Editorial: Taking Flight for Trucking

Truck manufacturers worked wonders for our staff’s air miles rewards programs last week, hosting three concurrent events to showcase three very different variants of commercial trucks.

The biggest air mileage tally came courtesy of Daimler AG, which unveiled its next-generation Sprinter van from Dusseldorf, Germany. The Sprinter — sold in the U.S. under the Mercedes-Benz and Freightliner brands — is a mainstay for all manner of commercial applications, and its prevalence on city streets is likely to grow as rising e-commerce continues to lift demand for last-mile deliveries.

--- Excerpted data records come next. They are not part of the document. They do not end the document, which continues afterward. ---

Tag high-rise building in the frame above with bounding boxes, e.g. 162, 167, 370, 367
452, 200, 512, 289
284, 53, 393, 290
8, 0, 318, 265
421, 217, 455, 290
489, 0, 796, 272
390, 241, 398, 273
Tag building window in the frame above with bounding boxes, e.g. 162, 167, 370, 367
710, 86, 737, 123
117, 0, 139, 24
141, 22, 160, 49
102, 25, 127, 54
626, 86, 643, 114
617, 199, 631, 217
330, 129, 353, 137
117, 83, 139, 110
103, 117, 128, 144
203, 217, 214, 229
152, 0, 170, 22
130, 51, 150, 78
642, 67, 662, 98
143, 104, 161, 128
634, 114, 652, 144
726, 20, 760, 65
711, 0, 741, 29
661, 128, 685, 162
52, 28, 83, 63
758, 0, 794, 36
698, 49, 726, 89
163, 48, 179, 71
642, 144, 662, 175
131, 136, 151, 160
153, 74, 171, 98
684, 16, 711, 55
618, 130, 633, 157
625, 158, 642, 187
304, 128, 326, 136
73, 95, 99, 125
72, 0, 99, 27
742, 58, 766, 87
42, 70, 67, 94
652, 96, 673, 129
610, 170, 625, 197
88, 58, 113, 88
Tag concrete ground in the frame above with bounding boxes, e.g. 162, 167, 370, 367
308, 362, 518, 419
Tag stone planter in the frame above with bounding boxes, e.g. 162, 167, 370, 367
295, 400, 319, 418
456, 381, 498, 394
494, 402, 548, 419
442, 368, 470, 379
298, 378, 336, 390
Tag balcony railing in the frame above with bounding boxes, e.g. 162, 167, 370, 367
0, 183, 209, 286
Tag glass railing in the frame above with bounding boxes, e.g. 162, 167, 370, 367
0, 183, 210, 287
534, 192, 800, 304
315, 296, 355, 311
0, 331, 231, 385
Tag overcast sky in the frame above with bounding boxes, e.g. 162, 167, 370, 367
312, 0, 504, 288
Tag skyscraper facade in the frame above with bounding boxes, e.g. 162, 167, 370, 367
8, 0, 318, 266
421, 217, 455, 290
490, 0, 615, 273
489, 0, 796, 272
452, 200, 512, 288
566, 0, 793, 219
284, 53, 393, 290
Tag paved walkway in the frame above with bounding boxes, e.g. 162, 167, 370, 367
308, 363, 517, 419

Daimler wants to make sure the Sprinter is ready, will offer the truck in a multitude of configurations and has also outfitted the new model with a broad suite of connectivity and safety technologies, along with a planned addition of a gasoline engine as an option to diesel.

Hydrogen-electric fuel cell power propels a prototype truck Kenworth unveiled at its technical center in Mount Vernon, Wash. Kenworth said the truck can haul the same 80,000 pounds as a standard, diesel-powered, Class 8 model, emitting nothing but water vapor. The truck will go into service at the Ports of Los Angeles and Long Beach, both of which have included zero-emissions vehicles in their long-term clean-air action plans.

Meanwhile, Daimler Trucks North America’s long-term plans for its factory in Redford, Mich., include expansion to accommodate sister company Detroit with the production of a new medium-duty 8-liter engine, which it unveiled during a press event in West Palm Beach, Fla. The company has spent $375 million to upgrade the facility to produce not only the DD8, as the new engine is called, but also updates to the existing DD5 medium-duty engine. The facility already produces Detroit heavy-duty engines and automated manual transmissions. DTNA began installing the engines in trucks last week.

These introductions landed during the same week it was reported that January Class 8 orders surged to reach the second-highest monthly total ever, buoyed by what analysts said is an environment defined by a strong freight market, corporate tax breaks and a dwindling supply of production slots for new trucks.

With more and more options becoming available, the factories that crank out new trucks could be busy for some time to come.